Stephen Bond, 46, was married to a Thai and lived in Phuket, where he ran a construction company.
Since she arrived to look for him, Ms Bond has been living in his house and sleeping in his bed. Every morning she has made a three-hour journey to the temple at Tukuapa. After a week, she feels mostly numb.
"I cried before I got here. By then I was pretty much sure I was looking for a body so that's what I came to do, really," she says, as the identification teams work behind her.
"Today is not the best day because we had been hoping to find the body or at least sight it, because Stephen has a couple of his toes missing. If I can see the body and definitely say yes, then the forensics team can do the identification.
"Otherwise it is months and months of work. There are thousands and thousands of bodies to be matched."
If her brother has already been tested for DNA he may be in one of the huge refrigerator containers now arriving at the temple.
Mr Bond's Thai staff are with his sister helping her search. "They didn't sleep for the first three or four days, they just threw some blankets on the back of the truck and slept on the spot. And they're still looking."
Yesterday, the Thai Government decreed that families and friends of foreigners should stay away from tsunami-hit areas, including Buddhist temples turned temporary morgues so that forensic teams can get on with their grim job.
Ms Bond though is determined to search on for her brother, rather than leave him unidentified and bound for an unknown grave.
She told the Herald a story of horror but also of miraculous survival.
Mr Bond and his wife, Janjira, have children from earlier marriages. They were holidaying near Khao Lak with Mr Bond's two boys and his wife's daughter when the tsunami came.

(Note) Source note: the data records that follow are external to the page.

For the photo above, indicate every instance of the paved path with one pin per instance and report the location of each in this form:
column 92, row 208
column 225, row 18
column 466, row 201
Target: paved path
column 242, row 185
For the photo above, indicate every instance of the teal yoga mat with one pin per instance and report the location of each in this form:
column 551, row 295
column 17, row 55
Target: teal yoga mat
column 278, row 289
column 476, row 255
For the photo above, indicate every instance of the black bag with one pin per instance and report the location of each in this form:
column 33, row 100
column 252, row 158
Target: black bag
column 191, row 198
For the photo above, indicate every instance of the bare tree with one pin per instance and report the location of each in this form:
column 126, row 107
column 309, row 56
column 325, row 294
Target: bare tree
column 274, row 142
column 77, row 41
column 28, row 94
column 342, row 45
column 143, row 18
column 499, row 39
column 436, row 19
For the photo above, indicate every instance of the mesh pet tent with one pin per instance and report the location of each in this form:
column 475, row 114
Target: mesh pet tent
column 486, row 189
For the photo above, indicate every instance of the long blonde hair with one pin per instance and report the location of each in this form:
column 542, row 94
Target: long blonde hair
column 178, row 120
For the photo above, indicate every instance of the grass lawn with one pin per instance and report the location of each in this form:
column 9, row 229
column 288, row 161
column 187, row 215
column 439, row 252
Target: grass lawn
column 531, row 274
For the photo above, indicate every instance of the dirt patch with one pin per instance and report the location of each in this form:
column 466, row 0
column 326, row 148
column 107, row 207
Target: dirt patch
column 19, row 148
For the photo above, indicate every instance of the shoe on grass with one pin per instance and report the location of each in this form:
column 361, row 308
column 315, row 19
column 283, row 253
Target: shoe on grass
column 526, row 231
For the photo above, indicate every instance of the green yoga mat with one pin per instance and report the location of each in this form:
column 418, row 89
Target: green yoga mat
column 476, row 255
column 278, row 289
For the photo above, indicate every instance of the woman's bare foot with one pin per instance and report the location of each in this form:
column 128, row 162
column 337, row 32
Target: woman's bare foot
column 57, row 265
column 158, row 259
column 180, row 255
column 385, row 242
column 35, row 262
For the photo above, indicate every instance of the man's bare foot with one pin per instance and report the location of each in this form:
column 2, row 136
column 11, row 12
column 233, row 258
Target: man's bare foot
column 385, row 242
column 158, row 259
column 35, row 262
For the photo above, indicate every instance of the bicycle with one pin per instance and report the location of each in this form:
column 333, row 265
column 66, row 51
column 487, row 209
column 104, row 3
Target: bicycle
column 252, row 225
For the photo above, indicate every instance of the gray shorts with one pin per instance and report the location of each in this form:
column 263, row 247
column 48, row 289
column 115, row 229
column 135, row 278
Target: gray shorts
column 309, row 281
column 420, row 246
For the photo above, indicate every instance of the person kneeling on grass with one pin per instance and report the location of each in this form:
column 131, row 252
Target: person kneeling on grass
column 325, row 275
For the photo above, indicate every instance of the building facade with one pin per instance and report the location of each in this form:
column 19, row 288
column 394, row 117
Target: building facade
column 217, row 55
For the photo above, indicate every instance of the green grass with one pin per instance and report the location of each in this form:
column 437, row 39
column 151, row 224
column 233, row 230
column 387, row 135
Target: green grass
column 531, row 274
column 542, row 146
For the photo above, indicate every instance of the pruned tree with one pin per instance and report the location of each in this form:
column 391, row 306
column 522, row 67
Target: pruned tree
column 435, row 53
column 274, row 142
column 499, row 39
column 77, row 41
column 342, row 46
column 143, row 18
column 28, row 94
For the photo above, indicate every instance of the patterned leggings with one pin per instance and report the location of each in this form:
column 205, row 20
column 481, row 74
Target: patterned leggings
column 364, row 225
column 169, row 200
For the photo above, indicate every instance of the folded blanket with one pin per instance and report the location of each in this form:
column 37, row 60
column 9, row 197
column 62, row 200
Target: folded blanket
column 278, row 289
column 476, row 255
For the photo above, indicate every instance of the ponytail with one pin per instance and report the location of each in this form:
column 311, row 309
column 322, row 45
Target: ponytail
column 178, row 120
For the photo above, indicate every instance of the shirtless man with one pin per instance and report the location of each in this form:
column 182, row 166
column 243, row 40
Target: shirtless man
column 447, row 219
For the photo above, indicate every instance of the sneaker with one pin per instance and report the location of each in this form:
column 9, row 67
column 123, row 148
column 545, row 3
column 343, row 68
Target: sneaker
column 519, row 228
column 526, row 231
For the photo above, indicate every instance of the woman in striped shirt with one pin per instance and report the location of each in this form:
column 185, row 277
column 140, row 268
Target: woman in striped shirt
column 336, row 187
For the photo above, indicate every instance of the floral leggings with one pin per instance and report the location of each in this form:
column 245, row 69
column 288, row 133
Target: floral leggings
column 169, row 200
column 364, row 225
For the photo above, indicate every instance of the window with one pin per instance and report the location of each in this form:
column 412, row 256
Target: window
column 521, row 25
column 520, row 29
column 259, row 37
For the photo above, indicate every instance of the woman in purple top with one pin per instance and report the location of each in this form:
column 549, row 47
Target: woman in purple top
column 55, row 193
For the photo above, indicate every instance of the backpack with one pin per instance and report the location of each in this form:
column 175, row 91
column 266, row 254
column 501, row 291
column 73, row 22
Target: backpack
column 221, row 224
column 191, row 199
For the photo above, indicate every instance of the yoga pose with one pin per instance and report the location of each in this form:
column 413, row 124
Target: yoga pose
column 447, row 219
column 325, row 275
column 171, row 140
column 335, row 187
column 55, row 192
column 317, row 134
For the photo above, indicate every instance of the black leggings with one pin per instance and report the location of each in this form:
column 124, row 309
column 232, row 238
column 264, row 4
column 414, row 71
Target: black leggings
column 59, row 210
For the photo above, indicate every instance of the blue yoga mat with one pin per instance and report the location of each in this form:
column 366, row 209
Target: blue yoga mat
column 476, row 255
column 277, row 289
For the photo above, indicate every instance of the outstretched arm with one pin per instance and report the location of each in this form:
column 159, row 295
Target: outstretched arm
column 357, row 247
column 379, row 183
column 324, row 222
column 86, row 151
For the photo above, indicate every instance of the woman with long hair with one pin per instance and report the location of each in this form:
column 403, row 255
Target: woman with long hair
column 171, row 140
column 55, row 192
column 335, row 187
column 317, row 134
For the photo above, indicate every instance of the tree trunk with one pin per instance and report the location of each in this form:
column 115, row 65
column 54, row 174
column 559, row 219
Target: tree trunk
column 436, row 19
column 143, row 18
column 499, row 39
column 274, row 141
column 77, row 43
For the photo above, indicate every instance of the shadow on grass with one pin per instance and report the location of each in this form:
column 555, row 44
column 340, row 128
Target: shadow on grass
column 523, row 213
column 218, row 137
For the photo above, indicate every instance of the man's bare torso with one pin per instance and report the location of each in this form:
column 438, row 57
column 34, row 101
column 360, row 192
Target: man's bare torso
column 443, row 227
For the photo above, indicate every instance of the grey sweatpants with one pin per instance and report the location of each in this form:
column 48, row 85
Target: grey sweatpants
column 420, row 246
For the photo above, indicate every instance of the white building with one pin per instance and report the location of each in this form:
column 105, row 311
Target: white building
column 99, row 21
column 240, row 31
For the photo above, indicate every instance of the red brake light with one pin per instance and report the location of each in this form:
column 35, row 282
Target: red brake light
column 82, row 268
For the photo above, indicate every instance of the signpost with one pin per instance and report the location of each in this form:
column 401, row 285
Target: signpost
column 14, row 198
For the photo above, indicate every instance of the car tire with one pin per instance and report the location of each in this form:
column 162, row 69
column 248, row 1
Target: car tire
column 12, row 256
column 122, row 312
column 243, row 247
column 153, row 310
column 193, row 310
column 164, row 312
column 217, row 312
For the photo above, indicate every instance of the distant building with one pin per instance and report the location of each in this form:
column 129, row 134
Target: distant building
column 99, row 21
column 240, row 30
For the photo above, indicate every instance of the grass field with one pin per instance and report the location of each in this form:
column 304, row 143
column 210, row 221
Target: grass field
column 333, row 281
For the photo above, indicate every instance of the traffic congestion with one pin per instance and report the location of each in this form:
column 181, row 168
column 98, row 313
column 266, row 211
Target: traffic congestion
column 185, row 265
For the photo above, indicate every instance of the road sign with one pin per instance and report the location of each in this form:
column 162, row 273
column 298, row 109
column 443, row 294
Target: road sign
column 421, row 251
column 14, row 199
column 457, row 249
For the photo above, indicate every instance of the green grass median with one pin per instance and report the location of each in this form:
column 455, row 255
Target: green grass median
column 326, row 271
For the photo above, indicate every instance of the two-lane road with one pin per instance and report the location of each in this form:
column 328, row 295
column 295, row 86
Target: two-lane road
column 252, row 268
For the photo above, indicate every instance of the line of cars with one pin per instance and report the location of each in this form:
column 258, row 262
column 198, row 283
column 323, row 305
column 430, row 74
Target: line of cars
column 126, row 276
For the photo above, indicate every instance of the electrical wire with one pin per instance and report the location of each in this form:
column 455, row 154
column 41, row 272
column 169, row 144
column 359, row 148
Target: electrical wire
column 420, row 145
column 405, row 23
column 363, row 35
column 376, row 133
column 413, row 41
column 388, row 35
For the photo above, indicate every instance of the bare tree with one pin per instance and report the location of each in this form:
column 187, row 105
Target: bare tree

One of the boys clung to a floating coconut and another held on to a piece of wood when the giant wave struck. Against all odds all three children survived and are now in Bangkok receiving medical care.
"We knew where my brother and his whole family were," said Ms Bond. "I don't see how anyone could have survived anything and miraculously their children did.
"My brother and his wife were having breakfast on the beach and their children were actually in their apartment, a two-storeyed apartment a bit back, and they got completely washed away.
"My youngest nephew, Joshua, 8, grabbed a coconut which popped up, and Andrew, 10, was grabbed by a Singaporean man, who heaved him on to a piece of wood."
Ms Bond, who comes from Christchurch but now lives in Taiwan, is unsure how the little girl survived.
She is convinced her brother's body is in the area where she is searching. "The photo I have was taken here. It's him. This photo was taken the first or second day [after the tsunami]."
She shows a photograph of her brother when he was alive and the photograph of the corpse. There is a resemblance.
While some say it is possibly worse to find a relative in near unrecognisable state than not find him at all, Ms Bond says she needs to keep searching. "I've been looking at bodies since I arrived. In every area that was devastated they were setting up a body area and I looked at every body.
"I write every day to my friends and family and it's perverse, but you pray for a body.
" I know they're dead, I just want to take them away and bury them."
Ms Bond is sure Janjira is also dead.
"We imagine she may be still under the ground."
When they find him, Mr Bond will be buried in Thailand.